Les gènes du virus de la rage découverts chez les phoques correspondaient à ceux du virus de la rage chez les chacals à dos noir de Namibie. Ils ont également montré que la rage se transmettait entre phoques, car la plupart des séquences du virus étaient étroitement liées, a-t-elle ajouté.

« Donc, ce phénomène s'est essentiellement établi dans la population de phoques et il est maintenu par les morsures qu'ils subissent entre eux », a déclaré van Helden.

Les phoques vivent à proximité des habitants dans certaines régions d'Afrique du Sud, notamment sur les plages autour de la ville du Cap. La ville a émis des avertissements aux habitants, a déclaré Gregg Oelofse, responsable de la gestion côtière et environnementale de la ville du Cap.

(iStock / Getty)

Depuis trois ans, les autorités sont déconcertées par les rapports faisant état de phoques excessivement agressifs et d'une augmentation des attaques de phoques sur les humains, dont certains ont été mordus. Aucun cas de rage humaine n'a été enregistré à ce jour.

Oelofse a déclaré que les autorités de la ville avaient commencé à vacciner les petits groupes de phoques dans deux ports populaires du Cap, où ils sont considérés comme une attraction.

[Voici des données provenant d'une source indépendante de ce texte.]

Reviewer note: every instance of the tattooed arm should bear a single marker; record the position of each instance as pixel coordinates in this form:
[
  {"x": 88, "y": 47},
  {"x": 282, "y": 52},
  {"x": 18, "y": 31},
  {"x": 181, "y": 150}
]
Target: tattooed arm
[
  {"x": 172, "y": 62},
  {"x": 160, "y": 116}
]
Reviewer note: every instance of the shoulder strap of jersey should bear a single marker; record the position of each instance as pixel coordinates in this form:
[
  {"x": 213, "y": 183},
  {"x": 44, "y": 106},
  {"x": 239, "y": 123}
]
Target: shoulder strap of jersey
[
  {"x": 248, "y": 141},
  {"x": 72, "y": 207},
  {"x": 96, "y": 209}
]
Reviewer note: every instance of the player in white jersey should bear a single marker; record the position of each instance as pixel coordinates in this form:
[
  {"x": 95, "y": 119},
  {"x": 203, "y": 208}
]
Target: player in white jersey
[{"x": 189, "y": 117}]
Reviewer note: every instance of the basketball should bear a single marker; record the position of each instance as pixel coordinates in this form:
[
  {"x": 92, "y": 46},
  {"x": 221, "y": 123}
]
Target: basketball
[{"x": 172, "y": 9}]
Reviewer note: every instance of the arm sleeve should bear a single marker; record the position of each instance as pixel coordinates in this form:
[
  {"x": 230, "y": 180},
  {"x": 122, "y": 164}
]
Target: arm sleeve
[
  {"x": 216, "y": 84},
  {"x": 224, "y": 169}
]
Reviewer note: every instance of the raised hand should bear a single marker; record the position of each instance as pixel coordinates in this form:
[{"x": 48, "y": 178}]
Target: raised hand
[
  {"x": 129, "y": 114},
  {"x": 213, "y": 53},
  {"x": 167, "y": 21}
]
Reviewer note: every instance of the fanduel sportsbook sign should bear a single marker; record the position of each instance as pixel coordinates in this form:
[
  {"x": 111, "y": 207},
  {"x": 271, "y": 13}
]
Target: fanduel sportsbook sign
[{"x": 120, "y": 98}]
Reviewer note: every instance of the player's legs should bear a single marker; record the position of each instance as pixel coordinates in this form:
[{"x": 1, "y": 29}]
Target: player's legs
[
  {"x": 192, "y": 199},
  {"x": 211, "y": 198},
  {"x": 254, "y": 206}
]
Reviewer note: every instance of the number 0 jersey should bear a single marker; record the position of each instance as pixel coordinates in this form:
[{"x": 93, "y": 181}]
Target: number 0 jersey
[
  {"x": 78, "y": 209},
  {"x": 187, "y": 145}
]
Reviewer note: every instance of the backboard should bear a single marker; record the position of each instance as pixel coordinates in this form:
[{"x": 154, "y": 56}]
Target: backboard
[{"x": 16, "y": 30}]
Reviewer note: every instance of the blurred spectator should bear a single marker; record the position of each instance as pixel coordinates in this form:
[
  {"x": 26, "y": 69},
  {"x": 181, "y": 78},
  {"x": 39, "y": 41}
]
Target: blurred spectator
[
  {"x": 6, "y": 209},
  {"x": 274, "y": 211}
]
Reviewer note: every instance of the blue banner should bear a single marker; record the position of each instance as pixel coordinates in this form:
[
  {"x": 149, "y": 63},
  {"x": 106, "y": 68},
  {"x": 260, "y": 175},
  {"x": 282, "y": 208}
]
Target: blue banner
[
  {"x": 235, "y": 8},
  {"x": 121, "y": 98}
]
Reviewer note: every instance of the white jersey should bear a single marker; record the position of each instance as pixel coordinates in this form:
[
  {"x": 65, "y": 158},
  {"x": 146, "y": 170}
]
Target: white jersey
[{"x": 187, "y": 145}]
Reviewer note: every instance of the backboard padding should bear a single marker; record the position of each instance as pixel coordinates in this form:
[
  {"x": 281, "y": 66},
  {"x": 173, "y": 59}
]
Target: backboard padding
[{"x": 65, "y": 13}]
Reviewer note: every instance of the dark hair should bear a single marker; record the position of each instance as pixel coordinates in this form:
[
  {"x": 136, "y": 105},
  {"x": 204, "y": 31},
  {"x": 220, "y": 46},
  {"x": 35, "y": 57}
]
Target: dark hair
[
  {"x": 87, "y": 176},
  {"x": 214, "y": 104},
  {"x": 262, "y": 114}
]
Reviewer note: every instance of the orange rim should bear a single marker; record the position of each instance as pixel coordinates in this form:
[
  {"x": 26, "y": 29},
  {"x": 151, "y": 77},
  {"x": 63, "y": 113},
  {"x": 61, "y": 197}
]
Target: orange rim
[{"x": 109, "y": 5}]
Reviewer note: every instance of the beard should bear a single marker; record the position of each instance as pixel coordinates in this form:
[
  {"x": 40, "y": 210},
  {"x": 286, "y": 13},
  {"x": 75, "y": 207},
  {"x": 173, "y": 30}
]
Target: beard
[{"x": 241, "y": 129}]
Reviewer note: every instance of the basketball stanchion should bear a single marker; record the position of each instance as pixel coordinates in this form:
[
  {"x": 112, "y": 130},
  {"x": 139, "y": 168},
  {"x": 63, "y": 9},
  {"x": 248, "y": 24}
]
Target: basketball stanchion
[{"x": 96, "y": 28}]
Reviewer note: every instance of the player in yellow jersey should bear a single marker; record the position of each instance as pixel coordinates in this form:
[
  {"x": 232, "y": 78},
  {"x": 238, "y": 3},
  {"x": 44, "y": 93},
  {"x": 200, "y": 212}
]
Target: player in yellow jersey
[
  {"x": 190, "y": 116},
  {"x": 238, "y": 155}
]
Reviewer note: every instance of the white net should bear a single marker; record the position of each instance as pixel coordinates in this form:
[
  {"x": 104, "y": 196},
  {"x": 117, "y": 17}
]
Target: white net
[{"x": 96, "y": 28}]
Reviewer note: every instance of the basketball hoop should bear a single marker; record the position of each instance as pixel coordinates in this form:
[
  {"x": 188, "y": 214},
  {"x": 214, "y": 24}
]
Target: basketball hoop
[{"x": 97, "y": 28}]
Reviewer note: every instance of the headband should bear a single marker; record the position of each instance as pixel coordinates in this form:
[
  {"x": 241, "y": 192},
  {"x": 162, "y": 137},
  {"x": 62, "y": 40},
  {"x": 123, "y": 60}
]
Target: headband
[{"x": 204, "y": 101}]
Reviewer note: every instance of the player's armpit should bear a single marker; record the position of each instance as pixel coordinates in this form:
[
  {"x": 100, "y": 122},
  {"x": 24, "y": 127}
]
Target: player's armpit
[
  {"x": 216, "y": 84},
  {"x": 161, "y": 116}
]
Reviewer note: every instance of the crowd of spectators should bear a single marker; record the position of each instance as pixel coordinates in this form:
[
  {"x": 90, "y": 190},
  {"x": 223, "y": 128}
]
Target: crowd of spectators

L'un des tests positifs de rage a été effectué sur une carcasse de phoque collectée en août 2022, ce qui signifie que la rage était présente dans la population de phoques depuis au moins deux ans, a déclaré Oelofse.

« Cela existe depuis bien plus longtemps que nous le pensions », a-t-il déclaré.

Les experts estiment qu’il subsiste encore de nombreuses inconnues.

Il est difficile de prédire la dynamique de transmission à long terme, a déclaré Dave Daigle, porte-parole des Centres américains pour le contrôle et la prévention des maladies. Il a noté des cas antérieurs de virus de la rage se retrouvant dans de nouveaux hôtes, puis s'éteignant. En 2021, aux États-Unis, par exemple, les renards gris ont propagé la variante du virus de la rage du raton laveur pendant deux ans, puis la transmission s'est arrêtée.

L'agence de santé publique américaine surveille la situation en Afrique du Sud, mais n'a pas encore vu de « preuves claires qu'il s'agira d'un problème à long terme », a déclaré Daigle.

Une autre inconnue est de savoir si le vaccin sera efficace chez les phoques. Il n'a jamais été testé, mais les experts pensent qu'il devrait fonctionner.

Il y a aussi une question logistique, a déclaré Mme van Helden : comment vacciner un nombre important de phoques qui vivent en grande partie dans l'océan et qui migrent le long d'un littoral de plus de 3 500 kilomètres de long. Les animaux terrestres peuvent être vaccinés en larguant des appâts qui libèrent des vaccins oraux lorsqu'ils sont ingérés, mais les phoques ne mangent généralement que des poissons vivants, a-t-elle noté.

L'Afrique du Sud attrape la rage
L'Afrique du Sud attrape la rage (Copyright 2024 The Associated Press. Tous droits réservés.)

Les responsables sud-africains ont collaboré avec des experts internationaux.

Le chercheur Hofmeyr, spécialiste des phoques, a déclaré que d'autres espèces de phoques entrent en contact avec les otaries à fourrure du Cap et se déplacent ensuite vers d'autres parties du monde, ce qui constitue une source d'inquiétude quant à une propagation ultérieure.

« Les chances que cela se produise sont très faibles, mais les implications si cela se produit sont très importantes », a-t-il déclaré.